Overview

The Model Parameters section in the App Editor allows you to fine-tune how prompts are processed by the selected model. Each parameter affects the behavior and response of the model, giving you control over the output.

This article explains each available parameter and its impact.


Available Model Parameters

1. Max Tokens

  • Definition: Determines the maximum number of tokens (words, punctuation, and special symbols) the model can generate in the response.

  • Range: Varies by model, typically from 1 to 4096+ tokens.

  • Use Case:

    • Increase to allow for longer responses.

    • Decrease to keep responses brief and focused.

Tip: Be mindful of the token limit to avoid truncating responses or exceeding model constraints.


2. Temperature

  • Definition: Controls the randomness or creativity of the model’s responses.

  • Range: 0 to 2

    • Lower values (0-0.3): More deterministic, ideal for factual or structured responses.

    • Higher values (0.7-1.5): Adds creativity and variety but may increase randomness.

  • Use Case:

    • Use low values for tasks requiring precision.

    • Use higher values for brainstorming or creative writing.

Tip: A value around 0.7 strikes a balance between creativity and consistency.


3. Presence Penalty

  • Definition: Encourages the model to introduce new concepts by discouraging repetition.

  • Range: -2 to 2

    • Higher values: Push the model to include less frequent or novel content.

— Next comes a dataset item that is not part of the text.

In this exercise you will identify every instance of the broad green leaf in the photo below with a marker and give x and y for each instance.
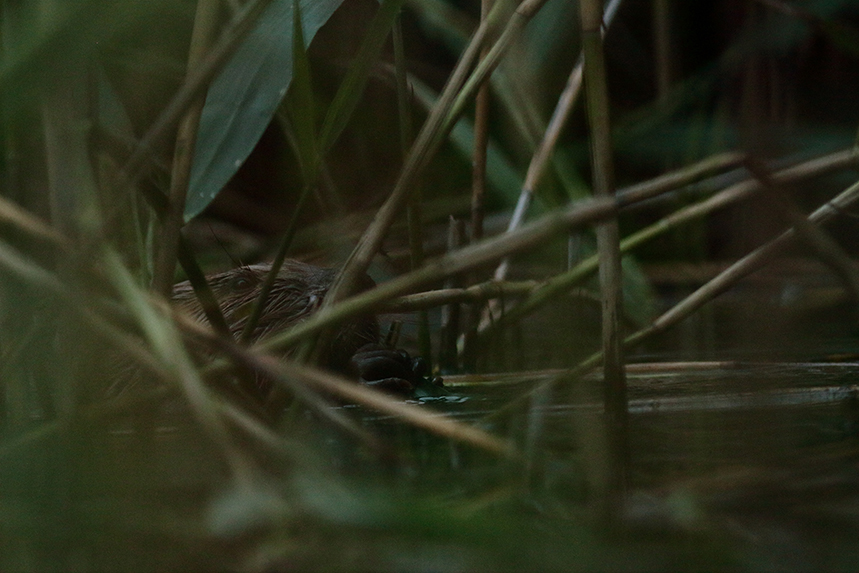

    • Lower values: Allow the model to stay focused on known concepts.

  • Use Case:

    • Ideal for generating diverse content or exploring new ideas.


4. Frequency Penalty

  • Definition: Reduces the likelihood of the model repeating the same phrases.

  • Range: -2 to 2

    • Higher values: Decrease repetition, making the response more varied.

    • Lower values: Allow for more repetition if needed.

  • Use Case:

    • Best used when generating lists or content with minimal duplication.


5. Top P (Nucleus Sampling)

  • Definition: Controls the diversity of model outputs by selecting from the most probable tokens.

  • Range: 0 to 1

    • Lower values (e.g., 0.1): Narrow selection, more focused responses.

    • Higher values (e.g., 0.9): Broader selection, more diverse responses.

  • Use Case:

    • Lower values for factual or predictable tasks.

    • Higher values for creative or exploratory tasks.

Tip: Either adjust Temperature or Top P—not both—when fine-tuning creativity.


6. Top K

  • Definition: Limits the number of tokens the model considers when generating the next word.

  • Range: 0 to 2048

    • Lower values (e.g., 5-50): Highly focused responses by considering only the most likely tokens.

    • Higher values (e.g., 1000+): Allows more randomness and variety.

  • Use Case:

    • Use lower values for highly structured tasks.

    • Use higher values for exploratory or creative responses.

Tip: Top K is often used in combination with Top P for greater control over response diversity.


FAQs

Q: What happens if Max Tokens is set too low?
A: The response may get cut off before completion. Increase the limit if you need longer outputs.

Q: Should I adjust Temperature and Top P together?
A: No, it's best to modify one at a time to observe changes in model behavior.

Q: When should I adjust Top K?
A: Use Top K when you need to limit the model’s choices to the most likely tokens for greater control over response variability.